Mexican tile is everywhere in the Southwest. Talavera. You know it – the blue and yellow hand-painted stuff. We use it sparingly. A bathroom backsplash. The front desk surface. Covering an entire wall looks like a theme restaurant. We learned that the hard way on an early project.
Our tiles come from a workshop in Dolores Hidalgo. They ship to El Paso, we pick up from there. Each tile is hand-painted. Imperfect. Some of them have small chips. We use those ones anyway – they look better than perfect ones somehow.
the lighting thing...
Lighting can wreck a space. We've walked into beautiful rooms that feel like a dentist's office because someone put in 4000K LEDs. Cold and flat. Everything looks bad.
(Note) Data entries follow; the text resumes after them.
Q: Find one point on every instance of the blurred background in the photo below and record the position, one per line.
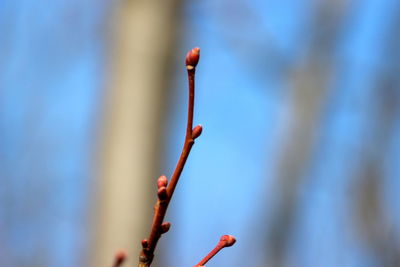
(299, 157)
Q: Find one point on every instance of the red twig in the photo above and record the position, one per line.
(119, 259)
(225, 241)
(166, 191)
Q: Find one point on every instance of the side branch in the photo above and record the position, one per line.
(225, 241)
(166, 191)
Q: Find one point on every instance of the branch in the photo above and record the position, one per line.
(119, 259)
(225, 241)
(166, 191)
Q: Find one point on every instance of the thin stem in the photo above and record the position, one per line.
(119, 259)
(225, 241)
(165, 193)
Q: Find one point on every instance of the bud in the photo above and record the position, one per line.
(162, 193)
(165, 227)
(162, 181)
(196, 132)
(145, 243)
(192, 58)
(120, 257)
(228, 239)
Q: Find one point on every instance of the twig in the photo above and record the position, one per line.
(225, 241)
(119, 259)
(166, 191)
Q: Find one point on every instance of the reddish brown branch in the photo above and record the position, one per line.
(225, 241)
(166, 191)
(119, 259)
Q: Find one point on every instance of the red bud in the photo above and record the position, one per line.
(192, 58)
(162, 181)
(228, 239)
(120, 257)
(165, 227)
(145, 243)
(162, 193)
(196, 132)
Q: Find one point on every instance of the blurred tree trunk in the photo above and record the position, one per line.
(309, 85)
(143, 40)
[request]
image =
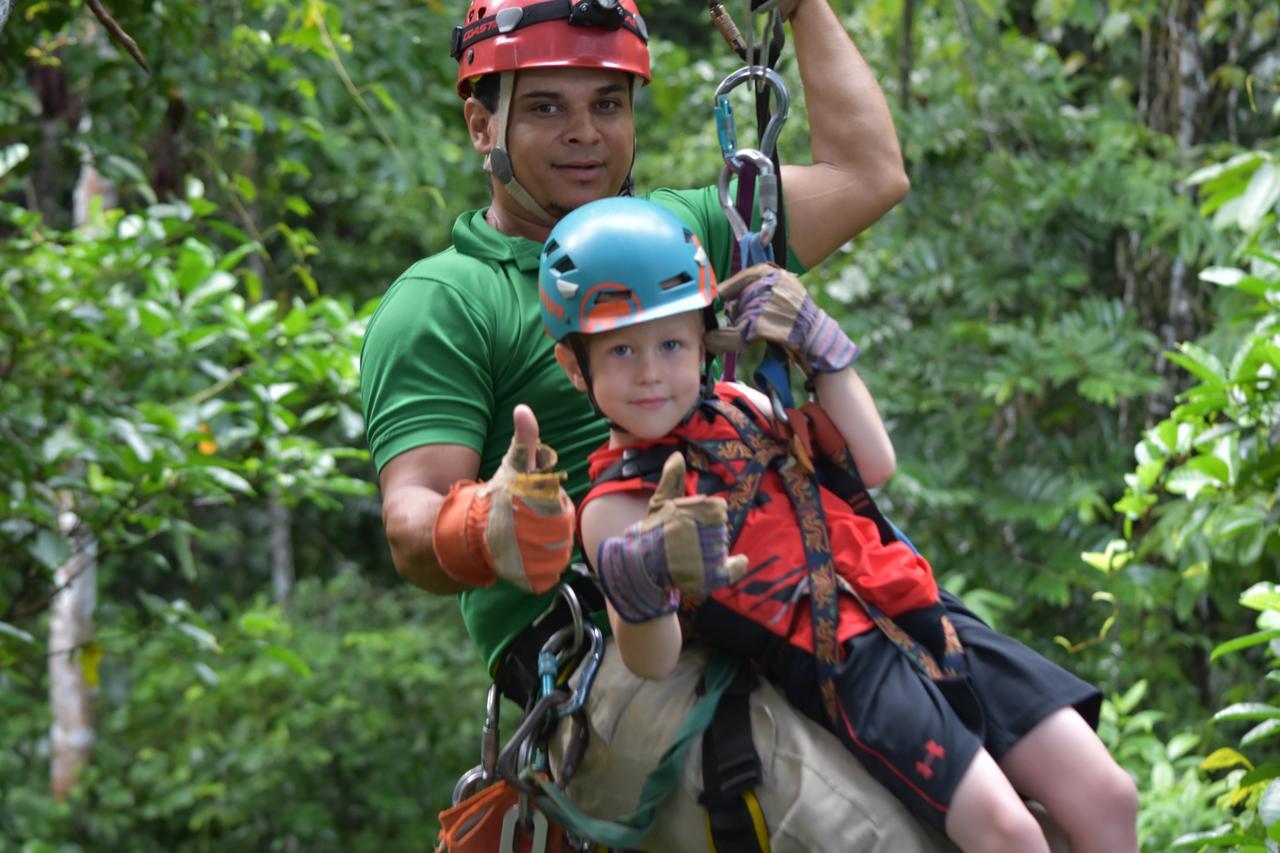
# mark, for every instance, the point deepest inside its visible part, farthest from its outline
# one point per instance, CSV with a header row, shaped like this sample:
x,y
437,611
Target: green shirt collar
x,y
474,236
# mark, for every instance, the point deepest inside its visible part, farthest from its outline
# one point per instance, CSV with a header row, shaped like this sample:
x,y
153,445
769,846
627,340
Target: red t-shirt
x,y
888,575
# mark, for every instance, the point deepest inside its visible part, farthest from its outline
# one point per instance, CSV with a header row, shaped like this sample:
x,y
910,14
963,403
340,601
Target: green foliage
x,y
338,724
1200,506
1252,798
1173,794
142,375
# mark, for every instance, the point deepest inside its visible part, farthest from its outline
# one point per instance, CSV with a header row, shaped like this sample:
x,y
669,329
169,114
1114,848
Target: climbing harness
x,y
494,807
823,460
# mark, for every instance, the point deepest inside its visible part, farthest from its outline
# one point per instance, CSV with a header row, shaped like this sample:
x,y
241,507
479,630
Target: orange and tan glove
x,y
517,525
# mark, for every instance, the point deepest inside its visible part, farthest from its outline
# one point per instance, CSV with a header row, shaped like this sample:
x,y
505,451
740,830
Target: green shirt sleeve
x,y
419,384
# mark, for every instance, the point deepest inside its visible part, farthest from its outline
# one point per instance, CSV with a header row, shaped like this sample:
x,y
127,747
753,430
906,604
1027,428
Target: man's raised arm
x,y
856,174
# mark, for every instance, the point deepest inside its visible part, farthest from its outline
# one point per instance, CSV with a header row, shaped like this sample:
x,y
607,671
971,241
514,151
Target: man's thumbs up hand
x,y
680,547
519,525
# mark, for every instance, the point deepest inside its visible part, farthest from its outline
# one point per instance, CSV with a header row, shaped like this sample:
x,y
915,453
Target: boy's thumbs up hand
x,y
519,525
680,547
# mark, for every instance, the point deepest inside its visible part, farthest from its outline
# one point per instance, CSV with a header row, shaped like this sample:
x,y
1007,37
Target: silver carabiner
x,y
767,195
513,820
487,771
725,126
590,665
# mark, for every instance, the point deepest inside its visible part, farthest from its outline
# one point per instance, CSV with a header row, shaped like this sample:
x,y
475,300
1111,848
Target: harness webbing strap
x,y
731,770
630,830
823,605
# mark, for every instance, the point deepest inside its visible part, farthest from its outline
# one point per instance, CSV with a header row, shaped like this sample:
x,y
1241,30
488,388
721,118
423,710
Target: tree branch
x,y
118,33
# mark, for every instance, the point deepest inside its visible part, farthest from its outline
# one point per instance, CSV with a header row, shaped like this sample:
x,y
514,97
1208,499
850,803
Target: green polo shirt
x,y
457,342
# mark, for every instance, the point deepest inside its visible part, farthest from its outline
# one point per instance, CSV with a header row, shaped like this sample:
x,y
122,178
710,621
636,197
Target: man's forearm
x,y
410,521
856,174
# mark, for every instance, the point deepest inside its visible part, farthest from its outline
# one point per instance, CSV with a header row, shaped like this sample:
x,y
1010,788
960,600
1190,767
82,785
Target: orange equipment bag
x,y
489,821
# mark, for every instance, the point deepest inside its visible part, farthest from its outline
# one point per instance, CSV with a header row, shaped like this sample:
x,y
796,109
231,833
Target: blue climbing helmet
x,y
621,261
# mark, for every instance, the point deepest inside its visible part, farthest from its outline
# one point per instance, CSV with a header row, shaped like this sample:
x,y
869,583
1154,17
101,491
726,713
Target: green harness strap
x,y
630,830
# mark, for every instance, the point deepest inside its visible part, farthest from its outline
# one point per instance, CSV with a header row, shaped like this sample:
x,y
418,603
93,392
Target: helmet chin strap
x,y
498,160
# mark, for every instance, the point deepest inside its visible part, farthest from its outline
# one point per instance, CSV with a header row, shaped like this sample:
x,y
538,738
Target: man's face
x,y
570,135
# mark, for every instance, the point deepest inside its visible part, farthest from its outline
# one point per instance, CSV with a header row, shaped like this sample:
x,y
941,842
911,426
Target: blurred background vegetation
x,y
1070,325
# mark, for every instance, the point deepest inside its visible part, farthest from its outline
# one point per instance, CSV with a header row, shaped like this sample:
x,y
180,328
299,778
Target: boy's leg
x,y
987,813
1063,765
816,796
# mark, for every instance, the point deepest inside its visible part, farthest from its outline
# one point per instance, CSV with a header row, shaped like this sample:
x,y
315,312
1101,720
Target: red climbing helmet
x,y
510,35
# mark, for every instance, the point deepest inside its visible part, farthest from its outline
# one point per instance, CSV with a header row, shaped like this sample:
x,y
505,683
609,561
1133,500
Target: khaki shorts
x,y
814,794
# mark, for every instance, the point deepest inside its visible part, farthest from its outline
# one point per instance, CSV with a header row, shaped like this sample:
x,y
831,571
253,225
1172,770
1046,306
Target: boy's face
x,y
645,377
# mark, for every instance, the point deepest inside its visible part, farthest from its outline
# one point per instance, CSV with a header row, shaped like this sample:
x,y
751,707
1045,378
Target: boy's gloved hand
x,y
681,546
519,525
766,302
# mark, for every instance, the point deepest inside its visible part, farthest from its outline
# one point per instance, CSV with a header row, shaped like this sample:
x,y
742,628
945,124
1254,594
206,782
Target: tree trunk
x,y
71,623
71,630
282,547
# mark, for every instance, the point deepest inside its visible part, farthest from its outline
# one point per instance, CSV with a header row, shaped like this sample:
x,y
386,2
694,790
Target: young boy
x,y
740,538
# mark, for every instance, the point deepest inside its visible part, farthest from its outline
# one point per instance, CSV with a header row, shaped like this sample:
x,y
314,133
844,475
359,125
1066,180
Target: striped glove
x,y
680,547
766,302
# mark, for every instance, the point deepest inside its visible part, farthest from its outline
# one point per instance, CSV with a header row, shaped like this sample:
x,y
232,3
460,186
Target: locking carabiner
x,y
725,127
768,194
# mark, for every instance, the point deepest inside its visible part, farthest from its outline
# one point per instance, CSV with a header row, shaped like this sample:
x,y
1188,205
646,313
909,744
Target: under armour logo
x,y
932,751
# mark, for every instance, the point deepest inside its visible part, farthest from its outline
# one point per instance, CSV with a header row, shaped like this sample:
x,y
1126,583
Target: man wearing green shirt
x,y
457,345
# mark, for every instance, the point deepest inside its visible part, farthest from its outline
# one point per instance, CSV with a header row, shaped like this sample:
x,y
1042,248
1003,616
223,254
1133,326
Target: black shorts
x,y
917,737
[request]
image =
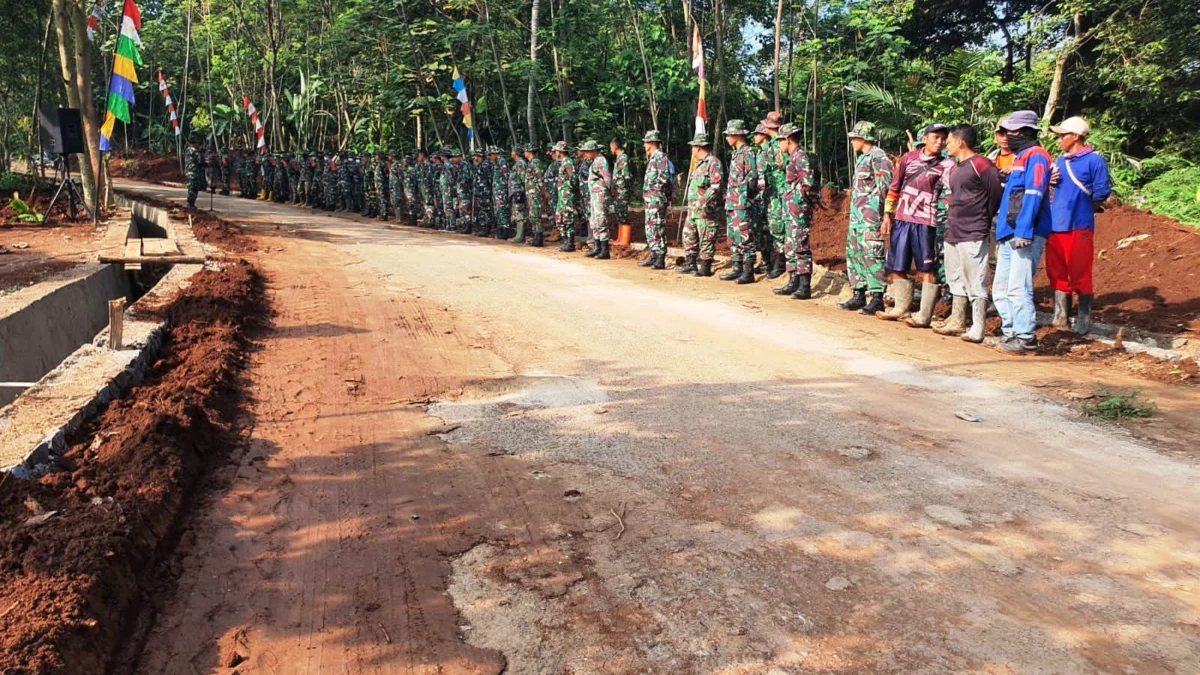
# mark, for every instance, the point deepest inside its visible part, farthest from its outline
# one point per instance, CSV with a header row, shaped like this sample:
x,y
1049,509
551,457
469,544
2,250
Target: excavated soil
x,y
78,548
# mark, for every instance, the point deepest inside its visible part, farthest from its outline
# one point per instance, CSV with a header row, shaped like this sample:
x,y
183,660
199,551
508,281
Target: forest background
x,y
367,75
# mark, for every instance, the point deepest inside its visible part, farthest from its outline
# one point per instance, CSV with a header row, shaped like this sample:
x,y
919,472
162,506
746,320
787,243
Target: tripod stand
x,y
75,195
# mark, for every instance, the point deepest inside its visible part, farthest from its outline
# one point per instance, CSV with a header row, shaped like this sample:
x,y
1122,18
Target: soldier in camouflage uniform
x,y
193,168
599,190
774,165
499,191
798,199
535,195
739,191
703,208
516,196
567,195
655,195
864,242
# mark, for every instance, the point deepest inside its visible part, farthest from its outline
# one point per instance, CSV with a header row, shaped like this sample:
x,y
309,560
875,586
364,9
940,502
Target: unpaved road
x,y
448,430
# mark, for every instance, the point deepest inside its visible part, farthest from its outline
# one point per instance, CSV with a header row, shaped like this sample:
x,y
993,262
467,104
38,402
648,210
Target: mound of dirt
x,y
78,548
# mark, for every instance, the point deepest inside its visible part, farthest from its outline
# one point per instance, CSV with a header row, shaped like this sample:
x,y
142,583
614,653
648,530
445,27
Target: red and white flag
x,y
261,143
171,103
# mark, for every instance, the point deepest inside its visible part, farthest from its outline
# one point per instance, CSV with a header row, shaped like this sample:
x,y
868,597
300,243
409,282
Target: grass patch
x,y
1115,406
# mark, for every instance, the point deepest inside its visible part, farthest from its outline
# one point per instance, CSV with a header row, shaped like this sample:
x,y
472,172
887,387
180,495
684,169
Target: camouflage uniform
x,y
703,204
864,243
654,195
622,186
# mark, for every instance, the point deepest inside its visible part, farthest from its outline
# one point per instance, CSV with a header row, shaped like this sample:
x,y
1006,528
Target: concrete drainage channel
x,y
54,335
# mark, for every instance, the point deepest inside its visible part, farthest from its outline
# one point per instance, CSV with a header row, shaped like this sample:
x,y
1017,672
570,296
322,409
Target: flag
x,y
171,105
697,63
125,76
97,15
261,143
467,120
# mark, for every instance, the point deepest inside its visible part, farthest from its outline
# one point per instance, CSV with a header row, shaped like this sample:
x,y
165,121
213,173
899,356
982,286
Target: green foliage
x,y
1115,406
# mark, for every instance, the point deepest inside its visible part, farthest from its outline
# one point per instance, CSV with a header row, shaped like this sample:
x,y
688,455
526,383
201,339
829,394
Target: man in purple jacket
x,y
1023,226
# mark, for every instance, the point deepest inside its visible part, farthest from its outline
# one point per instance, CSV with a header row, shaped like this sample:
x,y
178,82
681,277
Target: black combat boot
x,y
735,272
804,290
689,266
875,305
793,282
857,302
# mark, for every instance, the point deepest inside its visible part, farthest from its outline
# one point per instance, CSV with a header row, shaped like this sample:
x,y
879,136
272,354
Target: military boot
x,y
856,302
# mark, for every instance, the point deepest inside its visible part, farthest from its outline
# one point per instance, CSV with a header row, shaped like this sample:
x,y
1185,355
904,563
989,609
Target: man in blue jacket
x,y
1023,227
1081,180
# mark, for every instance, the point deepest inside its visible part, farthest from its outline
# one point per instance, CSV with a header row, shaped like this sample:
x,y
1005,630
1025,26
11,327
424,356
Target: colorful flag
x,y
97,15
171,105
467,120
261,143
125,76
697,63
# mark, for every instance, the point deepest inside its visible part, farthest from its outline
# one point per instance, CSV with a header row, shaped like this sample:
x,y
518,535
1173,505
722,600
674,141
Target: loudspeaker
x,y
61,131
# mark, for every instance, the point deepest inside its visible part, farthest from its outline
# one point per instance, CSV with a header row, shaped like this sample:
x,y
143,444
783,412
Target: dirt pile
x,y
78,547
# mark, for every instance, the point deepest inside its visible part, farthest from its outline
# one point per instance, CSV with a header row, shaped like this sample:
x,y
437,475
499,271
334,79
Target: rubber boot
x,y
793,282
1084,318
901,292
924,316
856,302
689,266
747,273
958,321
1062,310
978,321
735,272
804,288
875,305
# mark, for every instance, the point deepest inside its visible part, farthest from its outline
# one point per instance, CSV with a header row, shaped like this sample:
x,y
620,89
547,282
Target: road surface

We stick to warm. 2700K, sometimes 2400K in bedrooms. Table lamps. Sconces. Floor lamps with linen shades. Almost no overhead fixtures in guest rooms – we just don't like them. The lobby gets one or two pendants. We hunt for vintage ones from the 1940s and 1950s when we can find them.
dealing with old structures...
Old buildings in the Southwest have their own issues. Adobe cracks. Vigas sag. Plumbing was added decades after construction and it shows.
We don't fight the building. A crack in a 1920s adobe wall isn't a problem – it's just what the wall does. What we fix: safety stuff, comfort stuff, things that actually don't work. A sagging beam gets sistered. A crack gets sealed but not hidden.
The property we finished in Old Town Albuquerque last year had original brick floors. Uneven. Some bricks were cracked. We cleaned them, sealed them, left them alone. New tile would have been faster. Would have looked like every other renovation. The client pushed back at first. Now she sends us photos of guests taking pictures of those floors.
our vendor situation
We keep a list. Forty-one vendors right now. Salvage dealers, furniture makers, tile sources, metalworkers, electricians who won't panic when they see old wiring. Took us years to find all of them. We don't share this list with competitors.
If you're starting a firm that does this kind of work, make your own list. Drive out to the workshops. Shake hands. Watch people work. It takes a looong time. Nobody's going to hand it to you.